It’s been a year now since I’ve graduated high school, which also means a year since I have been in band. My relationship with band was awkward, to say the least. I loved it and I hated it, at times. I never practiced (sorry, Mr. Bower and Mr. Smith, I know it’s a surprise), and yet got frustrated whenever I got yelled at for not practicing. A full year without being in band though was kind of weird, though, to be honest.
I started band in 5th grade in a sort of pre-band program for elementary school kids to recruit them into band when they got to middle school. We had a presentation early in the year about joining, and for some reason I just wanted to. The conversation between my parents and I went something like this:
Me: “I want to join band. I want to play the trumpet.”
Them: “Uh...ok.”
See, I wasn’t exactly the most adventurous kid ever. I played soccer for a few years, then quit. I did Tae-Kwon-Do for a few years, then quit.

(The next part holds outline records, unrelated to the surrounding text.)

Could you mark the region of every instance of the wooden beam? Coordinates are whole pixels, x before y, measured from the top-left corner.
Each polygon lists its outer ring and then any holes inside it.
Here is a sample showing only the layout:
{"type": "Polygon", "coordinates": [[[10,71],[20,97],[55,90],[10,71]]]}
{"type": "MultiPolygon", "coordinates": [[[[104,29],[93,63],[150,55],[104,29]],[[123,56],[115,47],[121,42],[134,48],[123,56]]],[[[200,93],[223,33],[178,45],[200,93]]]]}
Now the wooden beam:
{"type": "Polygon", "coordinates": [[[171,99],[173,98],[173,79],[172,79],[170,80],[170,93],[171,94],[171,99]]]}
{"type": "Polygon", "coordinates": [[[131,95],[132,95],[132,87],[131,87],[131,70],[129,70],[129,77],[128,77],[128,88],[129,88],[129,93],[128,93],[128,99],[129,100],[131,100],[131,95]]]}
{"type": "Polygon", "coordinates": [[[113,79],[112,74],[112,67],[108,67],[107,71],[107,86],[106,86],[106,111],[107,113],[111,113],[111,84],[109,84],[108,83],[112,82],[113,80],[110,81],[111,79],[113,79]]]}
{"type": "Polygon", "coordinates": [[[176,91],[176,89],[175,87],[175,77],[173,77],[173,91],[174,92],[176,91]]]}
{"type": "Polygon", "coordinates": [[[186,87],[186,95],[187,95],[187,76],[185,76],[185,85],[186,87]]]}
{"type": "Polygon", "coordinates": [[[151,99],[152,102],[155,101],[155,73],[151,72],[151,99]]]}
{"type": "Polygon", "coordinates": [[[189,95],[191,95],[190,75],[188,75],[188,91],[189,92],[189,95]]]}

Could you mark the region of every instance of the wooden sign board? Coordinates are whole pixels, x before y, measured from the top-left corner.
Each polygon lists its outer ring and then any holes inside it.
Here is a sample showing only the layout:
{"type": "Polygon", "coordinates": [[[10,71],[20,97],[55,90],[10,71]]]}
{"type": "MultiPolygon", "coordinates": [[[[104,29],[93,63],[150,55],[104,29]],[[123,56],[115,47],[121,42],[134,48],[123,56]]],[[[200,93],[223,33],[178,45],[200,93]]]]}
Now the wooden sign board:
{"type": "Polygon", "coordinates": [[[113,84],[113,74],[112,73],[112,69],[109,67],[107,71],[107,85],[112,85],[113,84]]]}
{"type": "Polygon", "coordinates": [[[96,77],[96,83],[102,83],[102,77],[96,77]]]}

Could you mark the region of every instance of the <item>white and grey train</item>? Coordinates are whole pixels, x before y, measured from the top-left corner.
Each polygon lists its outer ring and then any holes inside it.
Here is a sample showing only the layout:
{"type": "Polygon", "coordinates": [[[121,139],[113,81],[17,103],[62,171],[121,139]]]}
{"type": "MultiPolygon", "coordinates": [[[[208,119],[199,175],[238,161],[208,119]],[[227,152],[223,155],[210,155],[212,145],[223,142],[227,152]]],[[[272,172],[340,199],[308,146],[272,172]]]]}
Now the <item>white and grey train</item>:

I never really took many risks when it came to joining things, so my desire to join band was rather a shock. Ultimately they let me which led to my 5th-grade year consisting of being yelled at typically once a week for never practicing. (FYI, that habit continued for the next seven years.)

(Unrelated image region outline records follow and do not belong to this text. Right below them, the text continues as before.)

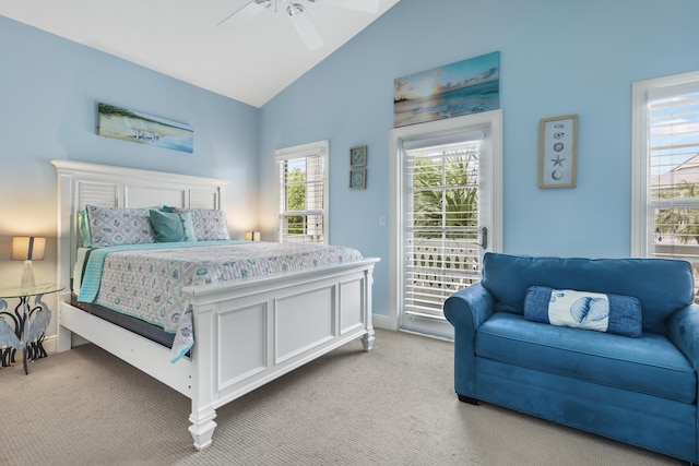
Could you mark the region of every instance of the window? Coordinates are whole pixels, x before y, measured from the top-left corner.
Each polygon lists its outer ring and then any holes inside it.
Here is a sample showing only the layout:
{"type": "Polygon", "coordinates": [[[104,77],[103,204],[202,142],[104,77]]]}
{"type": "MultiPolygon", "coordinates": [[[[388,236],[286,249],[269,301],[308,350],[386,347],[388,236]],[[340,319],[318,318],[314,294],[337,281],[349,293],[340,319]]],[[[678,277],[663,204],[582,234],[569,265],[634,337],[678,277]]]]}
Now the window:
{"type": "Polygon", "coordinates": [[[398,326],[452,337],[445,300],[501,243],[501,111],[399,128],[391,141],[398,326]]]}
{"type": "Polygon", "coordinates": [[[632,183],[632,254],[698,277],[699,72],[633,84],[632,183]]]}
{"type": "Polygon", "coordinates": [[[328,242],[328,141],[275,152],[281,242],[328,242]]]}

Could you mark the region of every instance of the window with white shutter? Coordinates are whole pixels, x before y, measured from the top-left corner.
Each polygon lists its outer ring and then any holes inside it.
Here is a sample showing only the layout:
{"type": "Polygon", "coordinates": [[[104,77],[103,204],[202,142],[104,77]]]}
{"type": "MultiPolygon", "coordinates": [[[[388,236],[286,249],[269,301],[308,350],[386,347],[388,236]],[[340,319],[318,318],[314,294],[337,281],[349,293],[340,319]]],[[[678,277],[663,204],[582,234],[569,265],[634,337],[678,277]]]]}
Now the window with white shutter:
{"type": "Polygon", "coordinates": [[[699,267],[699,72],[633,85],[632,253],[699,267]]]}
{"type": "Polygon", "coordinates": [[[281,242],[328,242],[328,141],[279,150],[281,242]]]}

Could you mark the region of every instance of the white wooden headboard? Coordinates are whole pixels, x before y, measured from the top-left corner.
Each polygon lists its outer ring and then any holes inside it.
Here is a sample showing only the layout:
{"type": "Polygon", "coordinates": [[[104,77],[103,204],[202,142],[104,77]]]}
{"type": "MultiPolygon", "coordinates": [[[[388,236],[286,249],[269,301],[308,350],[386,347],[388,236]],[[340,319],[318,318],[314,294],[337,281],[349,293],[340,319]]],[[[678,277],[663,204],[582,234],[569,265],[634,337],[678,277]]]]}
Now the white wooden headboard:
{"type": "Polygon", "coordinates": [[[58,174],[58,267],[56,280],[70,288],[78,241],[75,213],[104,207],[171,205],[223,210],[228,181],[73,160],[51,160],[58,174]]]}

I spent the next seven years in band, all the way up through my senior year. I will admit, there were many times where I just wanted to quit and not have to deal with band anymore. However given my track record of quitting things, I was driven to continue and finish and just kept the mindset of “Only three years left...only two years left...it’s my senior year, why quit now?”
I made so many friends in band, and have so many memories. You know, there was this one time at band camp...wait, sorry. What happens at band camp stays at band camp. I had so many great times with people I never would’ve thought I would’ve made friends with, and really never would’ve if I hadn’t joined band. Without band I wouldn’t have had the experience of being piled on bed with six other high schoolers watching SpongeBob while visiting Busch Gardens. There are so many things I’m thankful for that only happened because of my time in band.

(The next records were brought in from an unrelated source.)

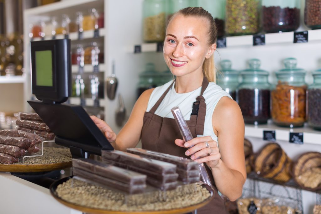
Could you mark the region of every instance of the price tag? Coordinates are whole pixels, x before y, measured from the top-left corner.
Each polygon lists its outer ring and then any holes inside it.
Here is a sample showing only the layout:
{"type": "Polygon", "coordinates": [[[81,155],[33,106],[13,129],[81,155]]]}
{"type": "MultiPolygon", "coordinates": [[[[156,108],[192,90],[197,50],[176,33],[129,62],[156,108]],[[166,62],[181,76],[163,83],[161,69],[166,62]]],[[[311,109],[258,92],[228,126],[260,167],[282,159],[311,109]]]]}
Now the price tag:
{"type": "Polygon", "coordinates": [[[265,45],[265,34],[253,35],[253,45],[265,45]]]}
{"type": "Polygon", "coordinates": [[[216,41],[216,45],[217,47],[226,47],[226,38],[220,37],[217,38],[216,41]]]}
{"type": "Polygon", "coordinates": [[[303,144],[303,133],[290,132],[289,142],[296,144],[303,144]]]}
{"type": "Polygon", "coordinates": [[[308,42],[308,32],[307,31],[294,32],[293,43],[308,42]]]}
{"type": "Polygon", "coordinates": [[[263,131],[263,139],[264,141],[275,141],[276,140],[275,131],[264,130],[263,131]]]}
{"type": "Polygon", "coordinates": [[[134,47],[134,53],[137,53],[142,52],[142,46],[140,45],[135,45],[134,47]]]}

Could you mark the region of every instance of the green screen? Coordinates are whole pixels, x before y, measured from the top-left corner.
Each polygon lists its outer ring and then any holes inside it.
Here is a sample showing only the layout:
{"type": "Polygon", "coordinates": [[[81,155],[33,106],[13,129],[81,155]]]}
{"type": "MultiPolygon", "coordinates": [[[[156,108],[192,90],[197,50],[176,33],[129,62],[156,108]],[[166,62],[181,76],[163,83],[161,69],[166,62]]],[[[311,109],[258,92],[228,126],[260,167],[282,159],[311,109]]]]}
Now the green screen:
{"type": "Polygon", "coordinates": [[[36,51],[36,84],[52,86],[52,57],[51,50],[36,51]]]}

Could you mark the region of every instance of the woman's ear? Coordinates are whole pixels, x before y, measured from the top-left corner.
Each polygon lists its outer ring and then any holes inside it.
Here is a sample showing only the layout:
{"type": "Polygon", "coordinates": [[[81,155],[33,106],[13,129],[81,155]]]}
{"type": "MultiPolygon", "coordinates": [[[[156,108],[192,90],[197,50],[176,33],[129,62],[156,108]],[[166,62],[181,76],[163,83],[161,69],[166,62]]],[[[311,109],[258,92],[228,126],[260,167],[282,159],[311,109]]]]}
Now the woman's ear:
{"type": "Polygon", "coordinates": [[[209,58],[212,56],[212,55],[213,55],[213,53],[214,52],[214,51],[215,50],[216,50],[216,43],[214,43],[213,44],[212,44],[212,45],[210,46],[210,47],[208,48],[208,51],[207,52],[207,53],[205,56],[205,58],[206,59],[209,58]]]}

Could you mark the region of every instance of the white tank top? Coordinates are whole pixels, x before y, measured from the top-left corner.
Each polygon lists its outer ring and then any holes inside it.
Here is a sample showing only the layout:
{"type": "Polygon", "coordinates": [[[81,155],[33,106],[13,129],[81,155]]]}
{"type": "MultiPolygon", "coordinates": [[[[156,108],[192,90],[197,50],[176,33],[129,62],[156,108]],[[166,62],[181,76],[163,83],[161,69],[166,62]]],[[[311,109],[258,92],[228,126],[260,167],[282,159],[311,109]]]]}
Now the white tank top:
{"type": "MultiPolygon", "coordinates": [[[[172,81],[171,81],[163,85],[155,88],[149,98],[146,111],[149,112],[151,110],[172,82],[172,81]]],[[[190,92],[179,94],[176,93],[175,90],[174,85],[173,84],[156,109],[155,114],[162,117],[174,118],[170,109],[176,106],[178,106],[185,120],[189,120],[192,113],[193,103],[196,101],[196,98],[200,95],[202,87],[190,92]]],[[[213,130],[212,116],[217,103],[221,98],[225,96],[232,98],[230,94],[222,89],[221,87],[213,82],[209,82],[203,94],[205,99],[206,107],[204,135],[198,135],[197,137],[209,136],[212,137],[213,140],[217,141],[217,136],[215,135],[213,130]]]]}

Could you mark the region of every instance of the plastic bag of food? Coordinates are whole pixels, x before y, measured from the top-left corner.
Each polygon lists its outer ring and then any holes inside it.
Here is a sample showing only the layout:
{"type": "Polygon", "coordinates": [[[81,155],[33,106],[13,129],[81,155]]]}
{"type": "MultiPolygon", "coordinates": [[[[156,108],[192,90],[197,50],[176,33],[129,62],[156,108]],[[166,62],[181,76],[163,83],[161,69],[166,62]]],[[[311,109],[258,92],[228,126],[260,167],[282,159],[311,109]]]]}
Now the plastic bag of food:
{"type": "Polygon", "coordinates": [[[19,161],[18,158],[7,155],[3,153],[0,153],[0,163],[5,164],[12,164],[19,161]]]}
{"type": "Polygon", "coordinates": [[[0,144],[0,152],[1,153],[19,158],[25,155],[27,152],[27,150],[20,149],[18,146],[0,144]]]}

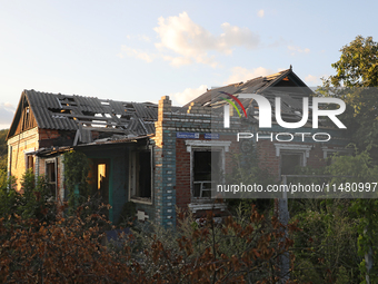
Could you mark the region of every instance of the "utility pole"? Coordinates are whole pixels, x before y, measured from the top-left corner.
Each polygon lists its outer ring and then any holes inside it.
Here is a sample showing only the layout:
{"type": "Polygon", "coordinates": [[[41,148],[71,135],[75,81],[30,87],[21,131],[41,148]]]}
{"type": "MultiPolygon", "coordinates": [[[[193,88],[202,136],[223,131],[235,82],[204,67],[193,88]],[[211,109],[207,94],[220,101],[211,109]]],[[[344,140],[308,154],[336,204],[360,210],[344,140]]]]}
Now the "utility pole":
{"type": "MultiPolygon", "coordinates": [[[[285,185],[285,189],[282,193],[282,198],[278,200],[278,218],[279,222],[284,225],[284,242],[285,238],[288,237],[288,228],[287,225],[289,224],[289,209],[288,209],[288,193],[286,192],[287,188],[287,176],[282,175],[282,184],[285,185]]],[[[285,252],[279,259],[280,266],[280,283],[286,283],[290,280],[290,256],[289,252],[285,252]]]]}

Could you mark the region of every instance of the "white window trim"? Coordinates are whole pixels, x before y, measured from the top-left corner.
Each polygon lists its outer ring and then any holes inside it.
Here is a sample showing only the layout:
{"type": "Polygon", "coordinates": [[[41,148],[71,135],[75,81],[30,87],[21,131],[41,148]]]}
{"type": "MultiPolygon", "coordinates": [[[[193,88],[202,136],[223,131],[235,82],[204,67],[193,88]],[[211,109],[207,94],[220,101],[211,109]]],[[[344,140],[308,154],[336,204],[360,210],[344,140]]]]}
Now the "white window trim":
{"type": "MultiPolygon", "coordinates": [[[[34,148],[30,148],[30,149],[27,149],[27,150],[23,150],[23,157],[24,157],[24,169],[29,169],[29,163],[28,163],[28,156],[31,155],[31,153],[34,153],[36,151],[36,147],[34,148]]],[[[36,157],[36,155],[31,155],[33,157],[36,157]]]]}
{"type": "Polygon", "coordinates": [[[302,154],[302,166],[306,167],[307,158],[310,157],[310,150],[312,149],[312,145],[299,145],[299,144],[275,144],[276,156],[281,156],[281,150],[286,153],[292,154],[302,154]]]}
{"type": "Polygon", "coordinates": [[[192,172],[192,168],[193,168],[193,151],[196,149],[197,150],[200,150],[200,149],[219,150],[220,151],[220,158],[221,158],[221,169],[225,172],[225,169],[226,169],[226,153],[229,151],[231,141],[225,141],[225,140],[185,140],[185,144],[187,146],[187,151],[190,153],[190,198],[191,198],[191,202],[189,204],[189,208],[192,209],[193,212],[196,212],[198,209],[203,209],[205,207],[207,208],[207,206],[203,207],[202,203],[197,204],[195,202],[209,200],[211,198],[192,197],[191,196],[191,193],[193,190],[193,188],[192,188],[193,187],[193,172],[192,172]]]}
{"type": "Polygon", "coordinates": [[[351,155],[351,153],[352,153],[351,149],[338,149],[338,148],[329,149],[328,147],[321,147],[321,149],[322,149],[322,158],[324,159],[327,159],[329,154],[346,153],[348,155],[351,155]]]}

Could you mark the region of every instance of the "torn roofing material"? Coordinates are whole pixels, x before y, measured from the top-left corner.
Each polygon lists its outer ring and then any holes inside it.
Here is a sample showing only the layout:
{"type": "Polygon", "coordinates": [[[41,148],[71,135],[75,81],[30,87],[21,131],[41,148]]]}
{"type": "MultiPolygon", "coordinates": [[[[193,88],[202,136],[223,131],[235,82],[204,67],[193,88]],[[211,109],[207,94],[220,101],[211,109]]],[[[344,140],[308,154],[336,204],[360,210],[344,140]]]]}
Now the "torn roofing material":
{"type": "MultiPolygon", "coordinates": [[[[37,125],[42,129],[79,130],[82,143],[91,131],[121,135],[155,134],[158,106],[151,102],[115,101],[93,97],[24,90],[37,125]]],[[[24,99],[23,99],[24,100],[24,99]]]]}
{"type": "MultiPolygon", "coordinates": [[[[246,82],[237,82],[209,89],[207,92],[185,105],[181,111],[186,111],[192,102],[203,107],[213,107],[216,110],[217,107],[227,104],[222,99],[225,92],[236,97],[238,97],[239,94],[259,94],[270,101],[272,108],[275,108],[275,98],[280,97],[282,118],[290,121],[300,120],[302,98],[314,94],[290,68],[270,76],[257,77],[246,82]]],[[[240,99],[240,101],[247,111],[255,111],[258,107],[251,99],[240,99]]]]}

I made a conscious decision coming into college though, that I wasn’t going to join band. It was an on and off decision, one that my parents were a lot more on for. Them using arguments like: “Oh, this person that I know has a daughter who joined the band at her school and made so many friends! You should join too!” My parents wanted me to make friends, if you couldn’t tell. Ultimately I just wanted to focus on my academics and make sure I got good grades, so I didn’t join Bloom’s band.
Now my trumpet sits in my closet at home. I miss band, and I will admit it’s been kind of weird. Not doing the usual parades or trips or band camp just felt weird to me. It’s been something I was so used to doing for so long. I miss band, but I think I made the right decision. Although, marching band? I don’t really miss you all too much.